Effects of ball milling on structural changes and hydrolysis of lignocellulosic biomass in liquid hot-water compressed carbon dioxide

Abstract

Mechanical activation is an effective method for destroying the crystalline structure. Biomass, especially its hemicellulose, can be degraded in the green solvent of liquid hot-water compressed carbon dioxide. To improve the degradation of crystalline cellulose in liquid hot-water compressed carbon dioxide, pretreatment of camphorwood sawdust by mechanical activation with a stirring ball mill was studied. Ball milling parameters and their effects on structure were determined by SEM, XRD and FT-IR. The influence of milling parameters on cellulose conversion can be ranked as follows: ball milling speed>activation time>the mass ratio of ball to biomass.

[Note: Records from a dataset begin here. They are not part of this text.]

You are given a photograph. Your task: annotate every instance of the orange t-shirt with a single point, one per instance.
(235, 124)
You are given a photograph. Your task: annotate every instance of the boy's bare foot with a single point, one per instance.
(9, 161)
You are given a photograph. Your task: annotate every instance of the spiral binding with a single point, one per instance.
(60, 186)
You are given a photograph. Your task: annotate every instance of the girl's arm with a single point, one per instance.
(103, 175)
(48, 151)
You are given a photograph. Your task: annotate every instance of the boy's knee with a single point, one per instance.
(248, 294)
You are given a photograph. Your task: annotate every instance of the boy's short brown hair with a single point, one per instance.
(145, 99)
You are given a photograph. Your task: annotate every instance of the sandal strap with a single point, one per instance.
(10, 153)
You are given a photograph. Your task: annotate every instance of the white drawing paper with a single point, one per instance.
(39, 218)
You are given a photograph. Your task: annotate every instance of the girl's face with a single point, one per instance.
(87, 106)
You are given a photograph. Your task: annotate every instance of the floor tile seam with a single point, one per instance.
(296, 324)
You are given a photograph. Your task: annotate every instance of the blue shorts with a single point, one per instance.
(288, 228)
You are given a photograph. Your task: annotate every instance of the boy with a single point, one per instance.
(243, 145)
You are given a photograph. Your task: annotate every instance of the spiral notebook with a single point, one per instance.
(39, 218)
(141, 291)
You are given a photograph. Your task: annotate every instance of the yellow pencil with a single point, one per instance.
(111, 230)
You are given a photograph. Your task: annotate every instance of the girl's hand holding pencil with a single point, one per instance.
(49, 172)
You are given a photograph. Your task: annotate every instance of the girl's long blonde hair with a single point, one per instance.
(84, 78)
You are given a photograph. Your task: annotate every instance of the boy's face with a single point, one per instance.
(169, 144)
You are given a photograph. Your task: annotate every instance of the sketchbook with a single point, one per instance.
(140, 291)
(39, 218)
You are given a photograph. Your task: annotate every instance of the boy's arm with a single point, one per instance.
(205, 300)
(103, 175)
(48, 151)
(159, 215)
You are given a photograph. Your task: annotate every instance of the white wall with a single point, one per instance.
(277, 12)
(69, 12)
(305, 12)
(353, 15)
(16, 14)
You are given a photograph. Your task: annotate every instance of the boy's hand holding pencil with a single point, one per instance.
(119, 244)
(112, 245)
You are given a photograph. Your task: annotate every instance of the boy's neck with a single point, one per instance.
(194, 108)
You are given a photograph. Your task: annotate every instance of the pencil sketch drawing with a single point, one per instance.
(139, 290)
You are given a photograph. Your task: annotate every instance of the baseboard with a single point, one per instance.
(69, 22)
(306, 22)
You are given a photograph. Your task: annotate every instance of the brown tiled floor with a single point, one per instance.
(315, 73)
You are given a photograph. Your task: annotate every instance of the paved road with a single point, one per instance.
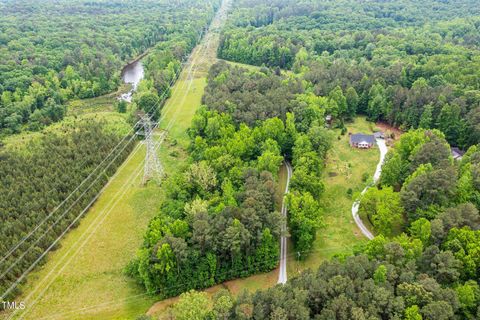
(282, 275)
(383, 151)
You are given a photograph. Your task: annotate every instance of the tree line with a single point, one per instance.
(54, 51)
(36, 181)
(429, 271)
(219, 219)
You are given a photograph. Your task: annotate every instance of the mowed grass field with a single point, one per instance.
(84, 279)
(344, 169)
(340, 233)
(161, 309)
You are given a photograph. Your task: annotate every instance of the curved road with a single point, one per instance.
(383, 151)
(282, 275)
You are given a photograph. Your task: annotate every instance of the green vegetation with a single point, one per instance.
(408, 63)
(50, 53)
(344, 170)
(40, 176)
(219, 220)
(85, 279)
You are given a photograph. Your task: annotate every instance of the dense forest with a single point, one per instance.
(47, 182)
(53, 51)
(219, 220)
(412, 64)
(429, 272)
(36, 181)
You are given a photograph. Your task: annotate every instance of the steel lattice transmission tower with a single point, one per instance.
(153, 168)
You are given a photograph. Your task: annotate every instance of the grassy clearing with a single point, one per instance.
(340, 233)
(161, 309)
(344, 169)
(84, 278)
(114, 122)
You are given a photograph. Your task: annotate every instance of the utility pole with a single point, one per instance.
(153, 169)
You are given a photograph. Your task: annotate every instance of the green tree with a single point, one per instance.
(384, 209)
(192, 305)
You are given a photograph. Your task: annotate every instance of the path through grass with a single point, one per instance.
(84, 278)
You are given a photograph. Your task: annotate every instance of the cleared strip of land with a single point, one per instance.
(84, 279)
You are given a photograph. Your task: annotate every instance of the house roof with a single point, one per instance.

The optimum milling condition was obtained at ball milling speed of 450 rpm and mass ratio of 30: 1 of ball to biomass for 2 h. In this condition, cellulose crystallinity of sawdust decreased from 60.93% to 21.40%. The cellulose conversion was 37.8%, which was nearly four times of raw material (10.2%). The glucose yield in the hydrolysate was 1.49 g·L−1, which was nearly three times of that of raw material. It showed mechanical activation can destroy the crystalline structure of cellulose to promote degradation and the damage of lignocellulosic internal structure caused by ball milling is irreversible.